O deserto mais seco do planeta fica na Antártida e não vê chuva há 2 milhões de anos
Por Sandro Felix
Publicado em 02/10/25 às 17:40
Quando se pensa em regiões de seca extrema, logo vêm à mente o deserto do Saara ou o Vale da Morte, na Califórnia. No entanto, um dos ambientes mais áridos do planeta está em um local improvável: a Antártida. Na Terra de Vitória, uma vasta região da Antártica limitada a leste pelo mar de Ross e a oeste pela terra de Wilkes, encontram-se os Vales Secos de McMurdo, uma área de cerca de 4.800 quilômetros quadrados onde não chove há aproximadamente dois milhões de anos.
O cenário é paradoxal. Embora o continente antártico seja amplamente coberto por espessas camadas de gelo, os Vales Secos permanecem praticamente despidos. A explicação está em sua geografia singular e em um fenômeno atmosférico particular: os ventos catabáticos. Essas correntes descem das Montanhas Transantárticas a velocidades que podem ultrapassar 300 quilômetros por hora, evaporando qualquer resquício de umidade que tente se instalar nas planícies.

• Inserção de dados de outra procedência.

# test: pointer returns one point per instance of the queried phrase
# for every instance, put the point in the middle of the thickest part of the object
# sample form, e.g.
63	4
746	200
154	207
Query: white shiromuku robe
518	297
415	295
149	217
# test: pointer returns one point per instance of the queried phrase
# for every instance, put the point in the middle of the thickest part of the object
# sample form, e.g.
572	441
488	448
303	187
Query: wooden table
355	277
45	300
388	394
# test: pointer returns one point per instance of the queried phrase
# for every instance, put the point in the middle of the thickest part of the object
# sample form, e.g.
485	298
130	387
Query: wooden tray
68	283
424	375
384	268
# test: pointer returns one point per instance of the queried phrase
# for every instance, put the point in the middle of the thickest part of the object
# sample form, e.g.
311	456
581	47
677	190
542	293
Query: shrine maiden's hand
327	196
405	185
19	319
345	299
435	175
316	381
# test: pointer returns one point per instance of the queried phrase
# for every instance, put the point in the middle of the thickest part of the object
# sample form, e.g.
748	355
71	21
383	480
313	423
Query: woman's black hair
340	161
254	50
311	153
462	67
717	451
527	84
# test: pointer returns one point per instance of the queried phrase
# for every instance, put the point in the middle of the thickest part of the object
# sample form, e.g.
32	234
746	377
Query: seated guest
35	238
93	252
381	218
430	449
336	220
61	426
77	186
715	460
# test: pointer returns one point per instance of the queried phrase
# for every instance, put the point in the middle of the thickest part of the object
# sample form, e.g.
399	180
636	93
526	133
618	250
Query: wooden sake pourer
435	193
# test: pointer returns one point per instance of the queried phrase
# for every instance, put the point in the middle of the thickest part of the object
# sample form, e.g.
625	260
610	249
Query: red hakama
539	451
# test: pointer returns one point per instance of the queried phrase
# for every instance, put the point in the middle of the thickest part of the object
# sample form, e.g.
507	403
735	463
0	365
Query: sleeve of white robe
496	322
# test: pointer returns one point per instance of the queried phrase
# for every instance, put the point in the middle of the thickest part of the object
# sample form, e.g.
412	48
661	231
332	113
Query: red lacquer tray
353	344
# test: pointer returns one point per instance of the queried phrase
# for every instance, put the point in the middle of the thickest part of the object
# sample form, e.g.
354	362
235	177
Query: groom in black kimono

Esse isolamento climático torna a região ainda mais seca do que o deserto de Atacama, no Chile, considerado tradicionalmente o lugar mais árido da Terra. Enquanto no Atacama caem, em média, 15 milímetros de chuva por ano, em McMurdo os registros são ainda menores — em alguns pontos, praticamente inexistentes. Por isso, os cientistas falam em uma estiagem que se prolonga por milhões de anos.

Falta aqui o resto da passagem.